GZERO Media, in partnership with the Bill and Melinda Gates Foundation and Eurasia Group, today hosted its second virtual town hall on the hunt for a COVID-19 vaccine and the challenges of its distribution.
The panel was moderated by New York Times science and health reporter Apoorva Mandavilli and featured Gates Foundation's Deputy Director of Vaccines & Human Immunobiology, Lynda Stuart; Eurasia Group's Rohitesh Dhawan, Managing Director of Energy, Climate & Resources; Gates Foundation CEO Mark Suzman; and Gayle E. Smith, the president & CEO of ONE Campaign and former Administrator of the U.S. Agency for International Development.
Watch the full video above.
Lynda Stuart on the politicization of the vaccine race
It's an absolute tragedy. Vaccine hesitancy at the best of times is a growing issue in the US and around the world, and politicizing it just makes it worse. It's remarkable... to see this happen at such a critical moment in history. That is the last thing that we need. The politicians should probably step out of the way and let the scientists and the public health physicians do the work, and the politicians should be taking a back seat and empowering those who are more technical and who do this for a living to really drive this. It's really a great shame.
Rohitesh Dhawan on what happens if China pioneers an effective vaccine, and gives it first to nations already testing it
Producing and getting the vaccines out is a mammoth task.
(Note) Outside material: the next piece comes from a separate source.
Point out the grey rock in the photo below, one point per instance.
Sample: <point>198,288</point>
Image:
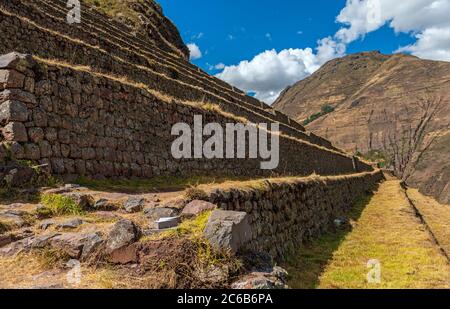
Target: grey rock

And even though China is a manufacturing superpower, it has had to go out and seek external partners with which to both test and manufacture the vaccine... And the agreements are, of course, to give those countries some portion of the vaccines that are thus developed, but also for China to have access to the spoils of the work... This is a way for countries to exert soft power, and in a GZERO world where the US and China are essentially fighting for privacy geopolitically, this will be a dynamic that we have to live with. [And] types of vaccines which are simple as a handle will naturally be more attractive to countries that have less well-developed healthcare infrastructures [so] we will see natural geopolitical alliances that in some cases reinforce existing alliances, and other cases will create new ones.
Mark Suzman on equitable and speedy vaccine distribution
We've got to realize that this is an unprecedented challenge globally. We've never actually tried to vaccinate most of the entire planet... So it's an unprecedented challenge in terms of manufacturing and distribution. But what we also need is to make sure it's affordable and equitably distributed. That means not just in rich countries alone, where there's the challenge that many rich countries would be buying up vaccine supply. And that's why we and others have been trying to participate in broader efforts to both have a prioritization of who gets the vaccines first — including high risk groups and healthcare workers — and to put a premium on affordability. We need to be manufacturing now multiple vaccine candidates at the same time, so they're ready to distribute as and when we get regulatory approval.
Gayle E. Smith on what the world will look like if we don't get a vaccine soon
There is a real danger that there will be a set of countries that are in a state of, quite frankly, perpetual crisis. [Without] travel corridors, there are countries whose economies will collapse. There is a real, real danger of that kind of crisis and the instability that comes with it. [But] one of the things I think is very positive is that despite all the politics, the geopolitical intrigue, the fight against facts that we have seen tragically as part of this pandemic, we've seen really consistent, robust cooperation among scientists, across borders, across communities. Regardless of what happens, we will see an escalation and deepening of that. And if we don't have a vaccine, it will grow further.